I’ve never been the kind of woman you could slide through a letter slot, but I remember the first time I realised that my husband saw me as more than a set of geometrical shapes.
We were in a north London beer garden, one of those sticky days where you just want to take your curves outside and get some air on them, while drinking and eating barbecue. “Pass the salt, please, honey,” he said. My curvy jaw fell to my ample chest. We hadn’t been dating long, but it was the first time I saw that he understood that my limbs were functional and attached to me for non-decorative reasons.
In that moment, I realised I loved this man.
It was a turning point. He was able to take a moment off from assessing me for shape and to appraise my body as he might his own: as a sort of suit for doing things with, like passing salt, just as if my shape didn’t matter at all. In that moment, I realised I loved this man.
I was reminded of that moment this week when a brave man wrote an Instagram post about his curvy wife. She is so lucky that her (lovely) body is not shunned by him, but rather celebrated on the internet, for brownie points no one should need.
I’m lucky, like that woman, although there are whole days where my husband doesn’t mention that I’ll never be in Cosmopolitan but never mind because he loves me anyway!
Sometimes he forgives or even praises me for my curves or my lungs or my ankles or something and I can’t even . . . He doesn’t even judge me for needing somewhere to keep my organs. There are days where I’m not a straight line and he doesn’t leave me and I’m like, “wow!”
If someday we do part and it’s not because of geometry, I won’t know where to look. I won’t know what went wrong. I’ll have to get a set square and a protractor to work out what went wrong, just so I have the right kind of graphs to show a relationship counsellor. They won’t even see you without them, you know.
I’ll have to ask myself some hard questions, on carefully ruled paper: Did I throw the wrong kind of shadow? Was I thicker than somebody in America said I should have been? Was I thick in the wrong places? Like, is it okay that my earlobes are chunky? Did I generate too high a waterline in the bath? And all this time we were working out lots of other stressful issues, was he just too brave, too gallant to mention the strain my imperfection was putting him under?

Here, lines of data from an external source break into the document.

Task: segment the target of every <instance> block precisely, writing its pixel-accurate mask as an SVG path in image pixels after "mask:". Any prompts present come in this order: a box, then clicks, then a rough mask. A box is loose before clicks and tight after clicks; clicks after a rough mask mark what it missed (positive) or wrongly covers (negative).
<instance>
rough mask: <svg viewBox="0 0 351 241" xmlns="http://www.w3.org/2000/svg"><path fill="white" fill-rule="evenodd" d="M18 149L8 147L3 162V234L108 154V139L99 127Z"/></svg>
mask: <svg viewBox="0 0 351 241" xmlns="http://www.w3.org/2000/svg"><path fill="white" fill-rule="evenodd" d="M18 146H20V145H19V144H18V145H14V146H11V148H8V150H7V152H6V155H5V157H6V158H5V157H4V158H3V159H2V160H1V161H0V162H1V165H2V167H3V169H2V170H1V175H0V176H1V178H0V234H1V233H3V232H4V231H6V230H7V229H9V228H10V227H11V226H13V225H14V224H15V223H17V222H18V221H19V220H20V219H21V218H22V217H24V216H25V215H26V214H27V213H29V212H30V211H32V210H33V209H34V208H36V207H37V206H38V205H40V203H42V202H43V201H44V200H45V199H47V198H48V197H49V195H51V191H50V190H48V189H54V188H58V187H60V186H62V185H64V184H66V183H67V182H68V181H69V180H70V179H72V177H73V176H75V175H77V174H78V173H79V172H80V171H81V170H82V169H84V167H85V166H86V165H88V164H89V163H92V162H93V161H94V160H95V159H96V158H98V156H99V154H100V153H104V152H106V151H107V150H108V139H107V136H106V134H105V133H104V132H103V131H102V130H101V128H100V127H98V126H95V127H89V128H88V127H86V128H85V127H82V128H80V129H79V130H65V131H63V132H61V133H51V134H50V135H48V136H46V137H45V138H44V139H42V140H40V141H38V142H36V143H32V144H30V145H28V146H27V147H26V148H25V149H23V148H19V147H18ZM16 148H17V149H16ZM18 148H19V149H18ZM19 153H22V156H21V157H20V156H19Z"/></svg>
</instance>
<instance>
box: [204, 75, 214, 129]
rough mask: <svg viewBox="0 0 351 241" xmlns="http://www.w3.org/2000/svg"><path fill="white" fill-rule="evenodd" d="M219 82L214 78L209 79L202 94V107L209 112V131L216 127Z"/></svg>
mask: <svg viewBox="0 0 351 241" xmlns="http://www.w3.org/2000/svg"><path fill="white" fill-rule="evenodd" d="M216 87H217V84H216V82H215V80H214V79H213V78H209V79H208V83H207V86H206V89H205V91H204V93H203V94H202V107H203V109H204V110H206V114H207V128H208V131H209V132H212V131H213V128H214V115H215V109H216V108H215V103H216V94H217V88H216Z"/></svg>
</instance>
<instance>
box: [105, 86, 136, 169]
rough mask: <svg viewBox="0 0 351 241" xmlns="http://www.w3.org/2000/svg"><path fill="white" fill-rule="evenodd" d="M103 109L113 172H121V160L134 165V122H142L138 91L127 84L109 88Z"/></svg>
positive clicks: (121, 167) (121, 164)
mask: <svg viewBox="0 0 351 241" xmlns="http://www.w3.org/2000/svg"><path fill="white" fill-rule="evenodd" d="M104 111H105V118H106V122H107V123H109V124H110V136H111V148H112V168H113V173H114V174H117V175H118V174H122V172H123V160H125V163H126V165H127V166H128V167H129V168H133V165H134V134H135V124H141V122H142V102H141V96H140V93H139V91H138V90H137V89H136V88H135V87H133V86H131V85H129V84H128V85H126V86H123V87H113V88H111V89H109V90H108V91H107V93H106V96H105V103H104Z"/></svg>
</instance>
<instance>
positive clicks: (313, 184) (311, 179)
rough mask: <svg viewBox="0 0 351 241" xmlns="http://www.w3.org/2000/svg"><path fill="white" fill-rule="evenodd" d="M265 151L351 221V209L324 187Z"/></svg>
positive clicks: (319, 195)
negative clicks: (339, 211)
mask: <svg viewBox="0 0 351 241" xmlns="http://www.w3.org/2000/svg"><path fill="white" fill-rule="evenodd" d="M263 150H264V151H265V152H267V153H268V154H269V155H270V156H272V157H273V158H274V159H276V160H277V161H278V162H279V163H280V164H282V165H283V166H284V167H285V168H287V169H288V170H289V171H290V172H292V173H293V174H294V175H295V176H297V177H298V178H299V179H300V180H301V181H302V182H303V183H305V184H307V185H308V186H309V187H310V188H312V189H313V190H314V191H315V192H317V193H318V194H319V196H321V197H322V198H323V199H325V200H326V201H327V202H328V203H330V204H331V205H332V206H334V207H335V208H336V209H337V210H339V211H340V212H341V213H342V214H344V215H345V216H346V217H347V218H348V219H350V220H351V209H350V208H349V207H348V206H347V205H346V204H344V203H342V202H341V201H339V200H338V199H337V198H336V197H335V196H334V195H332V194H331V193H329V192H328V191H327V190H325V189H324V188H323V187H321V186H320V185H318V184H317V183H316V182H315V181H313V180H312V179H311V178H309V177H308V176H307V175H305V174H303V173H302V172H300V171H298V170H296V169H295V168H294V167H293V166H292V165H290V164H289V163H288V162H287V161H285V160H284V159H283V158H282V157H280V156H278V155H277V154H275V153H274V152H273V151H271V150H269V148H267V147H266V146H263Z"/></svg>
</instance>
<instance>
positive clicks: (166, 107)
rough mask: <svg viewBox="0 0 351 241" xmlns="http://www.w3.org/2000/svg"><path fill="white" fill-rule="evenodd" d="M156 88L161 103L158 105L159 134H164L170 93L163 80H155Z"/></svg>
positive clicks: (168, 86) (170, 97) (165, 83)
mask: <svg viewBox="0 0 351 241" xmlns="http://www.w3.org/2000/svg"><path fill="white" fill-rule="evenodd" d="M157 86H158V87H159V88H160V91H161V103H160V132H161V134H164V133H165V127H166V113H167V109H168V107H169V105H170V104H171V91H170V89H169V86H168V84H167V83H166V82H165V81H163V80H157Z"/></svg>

But screw that noise, he loves her anyway. Somebody knight this man.
Other men made fun of that Tripp guy’s love of real-life women and instead of telling them where to go, he turned it around: not only was their opinion important, he was ground-breaking in his approach to seeing his wife as a person. Substandard, by their standards, sure. Lumpy. Imperfect. Not a straight line. But screw that noise, he loves her anyway. Somebody knight this man. Just make sure it’s a straight sword.
If this were a fair world, there’d be a Nobel prize for treating people like they’re not drawings or theorems. It’s a bold, innovative approach. If you were already doing this, give yourself a pat on the back . . . if you can. Those pesky curves might get in the way, so look out.
The only trouble is that – with breasts back “in” this year (this is a problem, mine definitely go “out”) – what’s deemed desirable is always changing. I’m not sure how the gallant knights will keep up. What will happen when women don’t just have to be straight lines? That’s already unattainable for most.
What happens when the fashion is to be transparent? Or to be liquid at room temperature? Or when we’re required to be triangles, octagons, or a pile of iron filings? Don’t laugh: curves are brave these days. Not just for the bearers of the curves. Even being curves adjacent is worthy of applause. “First, they came for the curve bearers, and I said nothing because I was a straight line.” Well, you’re lucky. For now. But look out, because I can’t help but feel that the days of the iron filings are nigh.
This can be the only reason he never mentions these things
Today, I’m just grateful that, as a fellow non-straight-line female, I’ve managed to find a mate who loves me despite this shortcoming. He doesn’t crow about it on the internet, almost as if this were a normal way to relate to someone you love, but I’ll work on him.
I’ll use my fleshly thighs to pin him down, my back-in-fashion-though-over-the-hill breasts to distract him; I’ll hypnotise him using wrinkles, stretch marks and other ravages of time. This can be the only reason he never mentions these things or writes Insta posts about them. Almost as if he acknowledges that unrealistic expectations for a body are nothing to do with the relationship a body finds itself in. Or maybe my brain is curvy, too, and I literally can’t think straight.
My breasts and I have never wanted chips more than this week. With lashings and lashings of salt, for which I’ll reach with my own wobbly arms.